Materials and Methods

Plant materials

Hexaploid wheat (Triticum aestivum L.) cultivar Neimai8 (N8), line II469 and their (cross and reciprocal cross) F1 hybrids were grown in a growth chamber at a relative humidity of 75% and 26/20°C day and night temperature. Seven days later, these seedling plants were transferred into the growth chamber with 4°C temperature because of F1 hybrids presented much more obvious dwarfness in low temperature (4°C) than in higher temperature (above 20°C). After seven days, the whole seedling plants including leaves and roots were frozen immediately in the liquid nitrogen, and stored at -80°C for further use. The same treatment was replicated twice.

Small RNA library development and sequencing

Total RNA was isolated using TRIzol (Invitrogen, USA) and then was purified.

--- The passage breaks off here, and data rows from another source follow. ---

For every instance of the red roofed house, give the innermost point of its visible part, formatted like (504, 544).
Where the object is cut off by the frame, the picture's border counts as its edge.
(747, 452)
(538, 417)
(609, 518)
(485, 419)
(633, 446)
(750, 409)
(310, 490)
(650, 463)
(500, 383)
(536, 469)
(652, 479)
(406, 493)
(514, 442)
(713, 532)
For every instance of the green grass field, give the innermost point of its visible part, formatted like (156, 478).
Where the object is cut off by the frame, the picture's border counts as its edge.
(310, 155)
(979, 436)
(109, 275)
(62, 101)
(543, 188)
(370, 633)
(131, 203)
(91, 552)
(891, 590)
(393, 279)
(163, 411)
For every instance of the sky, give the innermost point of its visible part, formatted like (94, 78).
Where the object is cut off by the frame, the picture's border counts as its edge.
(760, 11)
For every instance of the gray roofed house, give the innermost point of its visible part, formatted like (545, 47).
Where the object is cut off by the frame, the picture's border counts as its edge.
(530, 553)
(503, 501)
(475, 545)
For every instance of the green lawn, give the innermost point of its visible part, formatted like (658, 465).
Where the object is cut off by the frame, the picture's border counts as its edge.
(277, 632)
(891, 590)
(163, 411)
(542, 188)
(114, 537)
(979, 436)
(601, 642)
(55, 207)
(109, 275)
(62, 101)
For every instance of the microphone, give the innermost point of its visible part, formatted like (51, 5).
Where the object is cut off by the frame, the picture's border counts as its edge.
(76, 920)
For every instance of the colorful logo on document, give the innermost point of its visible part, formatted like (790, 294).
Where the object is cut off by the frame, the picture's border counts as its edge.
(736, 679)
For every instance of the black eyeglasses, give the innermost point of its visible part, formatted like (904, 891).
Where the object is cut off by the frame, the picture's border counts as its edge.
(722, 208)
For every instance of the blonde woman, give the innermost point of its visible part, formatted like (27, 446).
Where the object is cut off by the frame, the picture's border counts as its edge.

Small RNA libraries were prepared and sequenced according to the manufacturer’s instructions and sequenced on an Illumina HiSeq2000 system (Majorbio BioTech, China).

Small RNA analysis and miRNAs Prediction

The bioinformatics analysis of small RNAs was performed as described previously with minor modification [20]. Briefly, the raw sequencing data were processed to trim the adapter sequences and remove low quality sequences, and rRNA, tRNA, snRNA, snoRNA and degradation fragments of mRNAs sequences were also removed. The cleaned small RNA sequences were aligned to the wheat genome http://mips.helmholtz-muenchen.de/plant/wheat/uk454survey/index.jsp) [29] and the wheat transcriptome database sequences (http://wheat.pw.usda.gov/GG2/) using Bowtie (http://bowtie-bio.sourceforge.net/index.shtml) with perfect matches. Only sRNAs with no more than 20 hits were kept and their flanking sequences on the genome or transcriptome (200 bp on each side) were extracted and then folded in silico using the RNAfold program RNAfold (http://www.tbi.univie.ac.at/RNA/). Resulting folded structures were checked with miRdeep2 (http://www.mdc-berlin.de/en/research/research_teams/systems_biology_of_gene_regulatory_elements/projects/miRDeep/index.html) with default parameters. Candidate miRNAs whose precursors passed miRdeep2 were then aligned to the miRNA database, miRBase 18.0, using Bowtie. The miRNAs shared homology with known miRNAs were identified as conserved miRNA candidates. Then, they were further confirmed by checking their corresponding precursor structures. Only the candidates with expected structures were identified as conserved miRNAs.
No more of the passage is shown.